Jazz musicians Eric Giere (saxophone) and John Sutherland (drums), who have played together for many years, entertained patrons recently at a coffee shop in Minneapolis. Others playing in the band include: Mike Tenhoff (trumpet); Ron Fossee (standing at left, hat) and Ron's son, Aane (cq/keyboard).
Eric Giere and John Sutherland live in the past. You should visit them there.
Eric, 84, played clarinet and tenor saxophone at Minneapolis' Washburn High School. Schoolmate John, 83, played percussion in the school's swing and marching bands. That was about 70 years ago, when Benny Goodman performed at the Orpheum, and smoke got in your eyes and couples knew how to swing it.
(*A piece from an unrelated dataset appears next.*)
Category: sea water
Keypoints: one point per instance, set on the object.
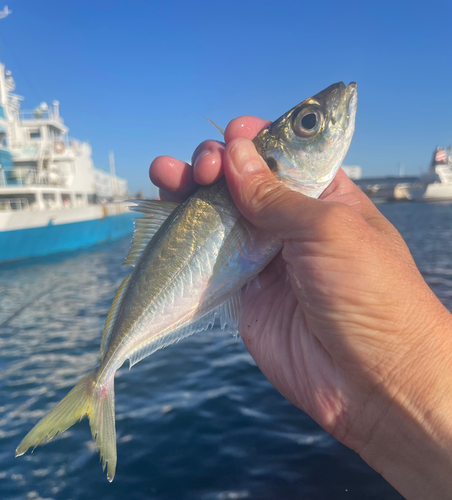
(196, 420)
"I had my eyes on his sister," John said. "Then I met Eric and we've been pals every since."
Pals linked forever by a shared passion.
"We recognized what an outstanding art form it was," Eric says of the bygone Big Band era. "Creative. Improvisational. [Saxophonist] Dexter Gordon. [Trumpeter] Roy Eldridge. [Saxophonist] Ben Webster. They had real identity."
For 50 cents, Eric and John went to downtown Minneapolis to watch movies, but really to wait for breaks between films when the musicians came out, musicians like Duke Ellington and a teenager named Ella Fitzgerald. Later, John played in jazz clubs and ballrooms around the Midwest. John jammed at jazz clubs on the North Side, where musicians, regardless of their color, "had the freedom to play together."
Then, "that rock thing came in," Eric said wistfully.
A gifted operatic tenor, Eric taught voice at Luther College in Decorah, Iowa, then at Augsburg College. John was a social worker for 30 years.
When Twin Cities bassist Ron Fosse and his son, Aane, a pianist, invited the two friends to jam, they jumped at the chance. The Ron Fosse Band plays about twice monthly at the Dunn Bros. coffee shop at 34th St. and Hennepin Av. S. in Minneapolis.
On a recent Thursday, Eric, his snow-white hair slicked back, loses himself in Ellington's "C Jam Blues." John, head down, caresses the drum with his brush. A couple leap up to dance. Others tap their feet or nod to the intoxicating rhythm.
"What's kept John and myself going is we keep expressing ourselves in that past culture," Eric says. "We try to play our music with a certain joy."